We hypothesize that the rate of aging is principally governed by the activity of nuclear-encoded proteins that safeguard mitochondrial genome integrity and function, rather than by the accumulation of mtDNA mutations per se. Specifically, diminished proofreading or processivity of nuclear‑encoded DNA polymerase gamma (POLG) and reduced mitochondrial transcription factor A (TFAM) binding capacity accelerate mtDNA damage signaling, increase reactive oxygen species (ROS), and trigger inflammaging, whereas restoring these nuclear factors extends lifespan even when mtDNA mutation load remains unchanged.

This hypothesis extends the observation that Polg mutator mice with artificially high mtDNA mutation burdens show premature aging, yet natural aging involves only low‑level heteroplasmy that correlates poorly with phenotype【3】. It also reconciles why nuclear interventions such as TERT overexpression or Yamanaka factor reprogramming yield robust lifespan extension【3】, while mtDNA‑centric approaches like MOTS‑c supplementation improve metabolic health without comparable longevity effects【4】【5】.

Mechanistically, we propose that age‑dependent decline in NAD+ reduces SIRT3 activity, leading to hyperacetylation and inhibition of POLG and TFAM. Acetylated POLG exhibits lower fidelity, increasing mtDNA strand breaks; acetylated TFAM shows diminished affinity for mtDNA, impairing nucleoid packaging and transcription. The resulting mitochondrial stress activates cGAS‑STING and NF‑κB pathways, driving systemic inflammation—a hallmark of aging. Consequently, boosting nuclear POLG/TFAM function (e.g., via NAD+ precursors, SIRT3 activators, or targeted expression of acetylation‑resistant mutants) should preserve mtDNA stability, lower ROS, and delay inflammatory cascades.

Testable predictions:

1. In aged wild‑type mice, hepatic and muscular POLG and TFAM acetylation will rise correlates with increased mtDNA damage markers (8‑oxoguanine, deletions) and inflammasome activation.
2. Pharmacological elevation of NAD+ (NR or NMN) or genetic overexpression of a deacetylation‑mimetic POLG (K→R mutants) will reduce mtDNA damage and inflammasome signaling without altering overall mtDNA copy number.
3. Mice expressing acetylation‑resistant POLG/TFAM will exhibit median lifespan extensions of ≥20 % compared with controls, despite similar mtDNA heteroplasmy levels as measured by duplex sequencing.
4. Conversely, knocking down POLG or TFAM in young mice will recapitulate age‑like mtDNA damage and inflammation, shortening lifespan.

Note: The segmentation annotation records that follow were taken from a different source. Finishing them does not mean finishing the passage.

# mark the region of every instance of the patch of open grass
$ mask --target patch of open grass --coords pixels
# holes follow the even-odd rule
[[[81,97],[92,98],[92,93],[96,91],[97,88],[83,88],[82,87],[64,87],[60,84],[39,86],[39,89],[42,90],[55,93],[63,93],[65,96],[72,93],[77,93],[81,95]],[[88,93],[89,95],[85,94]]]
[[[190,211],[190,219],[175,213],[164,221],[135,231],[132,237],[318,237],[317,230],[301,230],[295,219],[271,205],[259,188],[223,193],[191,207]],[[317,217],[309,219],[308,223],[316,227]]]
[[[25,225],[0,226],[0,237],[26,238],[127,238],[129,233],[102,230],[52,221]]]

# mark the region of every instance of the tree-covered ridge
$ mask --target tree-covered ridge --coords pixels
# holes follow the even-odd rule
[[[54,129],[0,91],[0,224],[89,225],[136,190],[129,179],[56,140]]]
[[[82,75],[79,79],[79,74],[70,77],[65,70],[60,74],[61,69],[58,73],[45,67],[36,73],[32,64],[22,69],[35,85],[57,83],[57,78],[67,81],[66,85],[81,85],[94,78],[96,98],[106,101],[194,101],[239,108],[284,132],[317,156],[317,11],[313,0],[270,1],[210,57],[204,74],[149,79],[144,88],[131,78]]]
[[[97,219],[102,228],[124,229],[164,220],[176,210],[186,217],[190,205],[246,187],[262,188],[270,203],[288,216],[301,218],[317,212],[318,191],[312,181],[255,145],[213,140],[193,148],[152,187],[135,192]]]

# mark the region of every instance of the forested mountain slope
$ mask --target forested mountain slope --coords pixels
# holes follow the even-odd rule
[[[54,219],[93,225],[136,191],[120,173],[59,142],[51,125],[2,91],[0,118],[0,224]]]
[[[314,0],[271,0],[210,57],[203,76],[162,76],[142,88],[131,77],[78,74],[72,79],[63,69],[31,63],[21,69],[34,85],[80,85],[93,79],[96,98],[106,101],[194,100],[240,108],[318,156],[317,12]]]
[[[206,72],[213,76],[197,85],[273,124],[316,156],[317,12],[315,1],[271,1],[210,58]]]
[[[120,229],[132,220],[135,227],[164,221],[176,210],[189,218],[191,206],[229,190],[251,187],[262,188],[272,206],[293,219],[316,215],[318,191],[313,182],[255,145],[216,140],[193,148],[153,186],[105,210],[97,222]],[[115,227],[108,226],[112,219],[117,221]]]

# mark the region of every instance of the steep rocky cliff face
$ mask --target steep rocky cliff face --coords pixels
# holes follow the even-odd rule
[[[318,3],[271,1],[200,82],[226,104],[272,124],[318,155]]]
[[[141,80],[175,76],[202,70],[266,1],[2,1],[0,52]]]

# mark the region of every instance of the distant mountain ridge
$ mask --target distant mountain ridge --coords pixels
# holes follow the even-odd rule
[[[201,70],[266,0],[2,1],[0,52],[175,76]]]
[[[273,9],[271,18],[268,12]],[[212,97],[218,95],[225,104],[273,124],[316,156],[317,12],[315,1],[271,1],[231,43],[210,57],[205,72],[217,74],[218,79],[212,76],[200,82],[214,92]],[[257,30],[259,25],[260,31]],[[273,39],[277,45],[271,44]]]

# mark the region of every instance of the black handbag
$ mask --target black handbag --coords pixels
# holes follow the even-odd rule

Experimental approach: Use liver‑specific AAV vectors to deliver either wild‑type POLG/TFAM, acetylation‑resistant mutants, or shRNA controls in 20‑month‑old mice. Assess mtDNA lesion frequency by qPCR‑based lesion assay, ROS production via MitoSOX, serum IL‑6/TNF‑α, and frailty index over 6 months. Parallel cohorts will receive NAD+ booster supplementation to test synergy. Lifespan will be monitored until natural death.

Falsification would occur if enhancing nuclear POLG/TFAM activity fails to improve mtDNA integrity, reduce inflammasome signaling, or extend lifespan, indicating that mtDNA sequence itself is the primary driver. This reframes the mitochondrial contribution to aging from a passive mutational read‑out to an active, nuclear‑regulated signaling hub.